Warm the naan in the microwave. Serve the curry over the rice with the warmed naan. Garnish with the cilantro.

 

Mozzarella Fonduta foodnetwork.com Giada De Laurentiis

 

28-oz jar tomato-basil sauce

1/2 teaspoon crushed red pepper flakes

1/4 cup chopped fresh basil

4 oz thinly-sliced prosciutto

7- to 8-ounce ball fresh mozzarella

salt and freshly ground black pepper

3/4 cup (2 ounces) shredded Gruyere

Grilled ciabatta bread or bread sticks

 

 

Roll prosciutto up and then slice into ½ inch slices. Slice mozzarella ball into 6 ¼ to 1/3 inch thick slices.

In a small saucepan, bring the tomato-basil sauce and red pepper flakes to a simmer over medium heat. Cook uncovered until thick, 20 to 25 minutes. Remove the pan from the heat and stir in the basil.

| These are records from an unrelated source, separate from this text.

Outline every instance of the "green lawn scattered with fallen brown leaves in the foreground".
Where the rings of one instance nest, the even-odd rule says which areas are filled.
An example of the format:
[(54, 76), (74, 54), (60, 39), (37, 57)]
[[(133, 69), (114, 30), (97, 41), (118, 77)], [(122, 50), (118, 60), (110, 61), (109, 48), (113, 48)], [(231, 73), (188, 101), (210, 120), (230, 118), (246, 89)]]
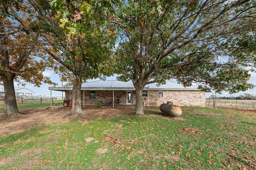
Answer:
[[(181, 117), (127, 116), (43, 124), (0, 139), (9, 169), (254, 169), (256, 113), (184, 107)], [(89, 140), (90, 139), (90, 140)], [(27, 167), (27, 168), (24, 168)]]

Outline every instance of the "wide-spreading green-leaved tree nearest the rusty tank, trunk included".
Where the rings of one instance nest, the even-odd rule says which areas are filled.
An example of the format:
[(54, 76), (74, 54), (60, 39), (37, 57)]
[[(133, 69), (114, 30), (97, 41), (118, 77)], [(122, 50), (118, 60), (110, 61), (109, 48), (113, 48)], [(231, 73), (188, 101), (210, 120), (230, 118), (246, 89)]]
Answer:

Preheat the broiler. Place six 5-ounce ramekins on a baking sheet. Divide the sauce equally among the ramekins. Divide the prosciutto among the ramekins. Place the slices of mozzarella between 3 paper towels to absorb any excess moisture. Place the slices of mozzarella on top of the prosciutto. Season with salt and pepper. Sprinkle the Gruyere on top.

Broil until the cheese is melted and golden brown, 5 to 8 minutes. Serve with grilled bread or bread sticks.

Note: Special equipment: six 5-ounce ramekins. I think you could probably also make this in a 2 qt. baking dish.

 

Gingerbread Whoopie Pies The Magnolia Journal

 

1 cup butter, softened

1 cup sugar

1/2 cup molasses

2 large egg

4 cups all-purpose flour

1 teaspoons ground ginger

1 teaspoon ground cinnamon

½ teaspoon cloves

2 teaspoon baking soda

1/4 teaspoon salt

1/2 cup coarse or granulated sugar

FILLING:

8 oz. cream cheese, softened

1 cup powdered sugar

1 tsp. vanilla

 

 Preheat oven to 350°. Grease or line baking sheets with parchment paper. In a large bowl, cream butter and sugar until light and fluffy. Beat in molasses, baking soda and spices. Add eggs; mix well. Beat in as much of the flour as you can with the mixer. Using a wooden spoon, stir in any remaining flour.

Shape into 1 3/4-in. balls; roll in sugar. Place 2 in. apart on baking sheets.

Bake 8-10 minutes or until set. Cool 1 minutes before removing from pans to wire racks to cool completely.

For filling, in a small bowl, beat cream cheese, powdered sugar and vanilla until smooth and fluffy.

Spread filling on the bottoms of half of the cookies,top with remaining cookies. Cover and chill assembled whoopie pies for 24 hours Yield: about 1 dozen.

Note: Try making smaller cookies with 1 Tbsp. scoop and adjust baking time accordingly.